Is It Good For Learning?

Overall, Gamestar Mechanic is one of the best-documented and approachable game-design tools available to kids and their teachers. It partners with a number of major players in the emerging Connected Learning movement (such as the MacArthur Foundation and the Mozilla Open Badges Initiative), and its blog routinely shares useful game-based learning resources.

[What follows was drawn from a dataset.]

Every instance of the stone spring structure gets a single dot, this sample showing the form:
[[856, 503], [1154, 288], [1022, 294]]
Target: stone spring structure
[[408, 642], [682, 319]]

Kids learn in creative ways and are encouraged to be creative themselves. For example, they can customize games with their own artwork. Directions are clear and easy to follow; creations are real and playable. Kids have to think both mathematically and creatively to build games. It's a rare game that allows kids to feel true ownership over their work; Gamestar Mechanic fits the bill. Also, learning goes outside the classroom, as accounts are non-transferrable but kids can access them from home.

How Can Teachers Use It?

Once they're registered, teachers and students can play missions, design games in the workshop, and share games. Teachers get management tools to see students' progress, track their work, assign projects, curate featured games, and manage class profiles from kids' workshops. During registration, you can decide whether or not to ask kids for real first and last names or to rely on usernames. You can also decide whether to unlock all available content at once or require students to play through missions and quests first, with the content as a reward.

Gamestar Mechanic Teachers is an online community that helps you learn to teach through games. It offers tutorials, materials, and lesson plans aligned to both game design and Common Core subjects. It features lessons from teacher-practitioners, which address both humanities and STEM content.